Xeon E3 performance…



  • Want to be sure I am making correct assumptions here.

    Im trying to plan out a firewall that might be capable of handling gigabit VPN, and it appears that a Xeon E3 1220L should fit the bill (even without AES-NI).  Im basing that on http://www.servethehome.com/intel-xeon-e3-1220-sandy-bridge-benchmarks-review/, which indicates ~2.4GB/sec AES with hardware acceleration and ~400MB/s without (using an X3440 as a reference).

    Some of the threads seem to be indicating that core2duos (T7200) would have trouble pushing more than 630mbits plaintext, however, which has me wondering if there is more to OpenVPN throughput than simply openssl speed tests and TrueCrypt benchmarks.

    Am I missing something here, or does it sound like the Xeon E3 (3.1ghz) should be able to push real world 2-3gbits of OpenVPN without hardware acceleration, and ~19gbits with?

    And to clarify, Im looking for aggregate multi-gbps performance over a large number of clients, so in theory more cores should multiply the performance, correct?

    Finally, is it a fair bet, if my actual target is the low power version (E3 1220L, 2.2ghz), that I can simply divide the "known" benchmarks by 3.1/2.2 for a ballpark figure?

    EDIT:
    A lot of my concern comes from the figures posted by Hacom here:
    http://www.hacom.net/catalog/jupiter-1u-server-six-ethernet-pfsense-appliance
    and here:
    http://www.hacom.net/catalog/jupiter-iii-1u-server-pfsense-appliance
    The second link in particular, as that is a Sandy Bridge i5 which is very similar to the Xeon E3, and they have it only pushing 200mbps IPsec– which seems really hard to believe given the number of cores and whatnot, when you compare it to old P4 performance.



  • Hi,

    I have a couple of Xeon E3-1220 (QuadCore != 1220L DualCore) Dell R210 Server using pfSense.

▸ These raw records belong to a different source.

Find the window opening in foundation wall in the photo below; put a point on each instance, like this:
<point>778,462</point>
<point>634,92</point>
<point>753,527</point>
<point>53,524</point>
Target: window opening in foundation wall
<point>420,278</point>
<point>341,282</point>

As you see in my Post [1], they aren't able to push 1GB/sec with AES encryption (remember, pfSense don't use the AES-NI extension yet, but hopefully in Version 2.1).

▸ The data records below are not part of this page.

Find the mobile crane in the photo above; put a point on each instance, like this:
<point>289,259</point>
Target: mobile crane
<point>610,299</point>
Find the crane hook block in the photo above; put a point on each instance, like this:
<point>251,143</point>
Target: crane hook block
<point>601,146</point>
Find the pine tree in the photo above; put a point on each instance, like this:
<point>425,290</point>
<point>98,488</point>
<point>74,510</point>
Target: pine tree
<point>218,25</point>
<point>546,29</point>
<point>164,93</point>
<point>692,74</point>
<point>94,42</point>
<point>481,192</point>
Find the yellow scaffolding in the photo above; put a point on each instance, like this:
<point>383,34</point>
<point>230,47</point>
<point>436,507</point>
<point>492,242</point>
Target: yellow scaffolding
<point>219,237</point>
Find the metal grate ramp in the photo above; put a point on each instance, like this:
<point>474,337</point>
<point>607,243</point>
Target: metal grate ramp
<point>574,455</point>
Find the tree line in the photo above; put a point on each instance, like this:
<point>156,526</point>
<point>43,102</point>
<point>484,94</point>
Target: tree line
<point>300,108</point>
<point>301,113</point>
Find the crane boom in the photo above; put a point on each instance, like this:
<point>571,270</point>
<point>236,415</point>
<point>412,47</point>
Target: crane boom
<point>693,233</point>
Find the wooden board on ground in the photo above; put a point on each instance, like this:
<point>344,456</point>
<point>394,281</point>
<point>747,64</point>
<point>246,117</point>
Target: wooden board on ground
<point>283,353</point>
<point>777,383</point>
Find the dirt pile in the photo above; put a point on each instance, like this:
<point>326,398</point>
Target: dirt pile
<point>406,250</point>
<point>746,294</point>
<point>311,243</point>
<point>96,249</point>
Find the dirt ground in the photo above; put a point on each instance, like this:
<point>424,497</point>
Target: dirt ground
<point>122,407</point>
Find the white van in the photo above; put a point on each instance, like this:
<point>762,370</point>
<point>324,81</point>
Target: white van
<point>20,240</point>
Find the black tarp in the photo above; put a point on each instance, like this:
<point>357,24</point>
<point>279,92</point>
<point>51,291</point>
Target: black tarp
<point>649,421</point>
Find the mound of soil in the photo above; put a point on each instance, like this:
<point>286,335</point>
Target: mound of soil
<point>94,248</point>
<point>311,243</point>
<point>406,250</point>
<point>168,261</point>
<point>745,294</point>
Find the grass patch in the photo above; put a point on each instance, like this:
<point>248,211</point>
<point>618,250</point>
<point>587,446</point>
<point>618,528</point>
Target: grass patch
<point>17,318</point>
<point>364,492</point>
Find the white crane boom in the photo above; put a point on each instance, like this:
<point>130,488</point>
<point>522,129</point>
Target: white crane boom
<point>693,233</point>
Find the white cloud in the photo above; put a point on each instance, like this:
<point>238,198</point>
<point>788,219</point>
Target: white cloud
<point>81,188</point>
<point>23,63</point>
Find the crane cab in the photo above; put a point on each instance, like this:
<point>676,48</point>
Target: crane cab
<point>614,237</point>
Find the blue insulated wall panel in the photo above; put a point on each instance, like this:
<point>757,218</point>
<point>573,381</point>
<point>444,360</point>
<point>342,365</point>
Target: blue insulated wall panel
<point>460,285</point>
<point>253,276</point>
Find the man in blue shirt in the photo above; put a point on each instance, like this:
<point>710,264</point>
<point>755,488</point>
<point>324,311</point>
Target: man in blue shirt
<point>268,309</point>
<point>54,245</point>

    So without AES-NI or a really good hardware accelerator you have no chance to push multiple gbps  over VPN - even a "more horsepower" CPU wouldn't fix the gap.

    Another point you have to keep in mind is the size of the packets you have to route on your links. It has a huge impact of the CPU Performance at the time you want push multiple GB links.

    [1] http://forum.pfsense.org/index.php/topic,37682.0.html



  • Unless I am misreading your post, it is showing 148,000,000 bytes per second (AES192, which is what I will use due to the timing attacks on 256), which is 1gbit/s.  I was also assuming that the test only used a single core, so if I had 2 clients, I could possibly get 750mbit - 1gbit per client (possibly a little less due to losing turbo when using both cores).  Or am I wrong somewhere?

    Would you be willing / able to do an iPerf test over OpenVPN to test the real world performance?

    And either way, I was looking at crypto cards, and understand the VPN14x1 series to be in popular use.  Is that the one that is often recommended?  What about the Exar DX 1700 series?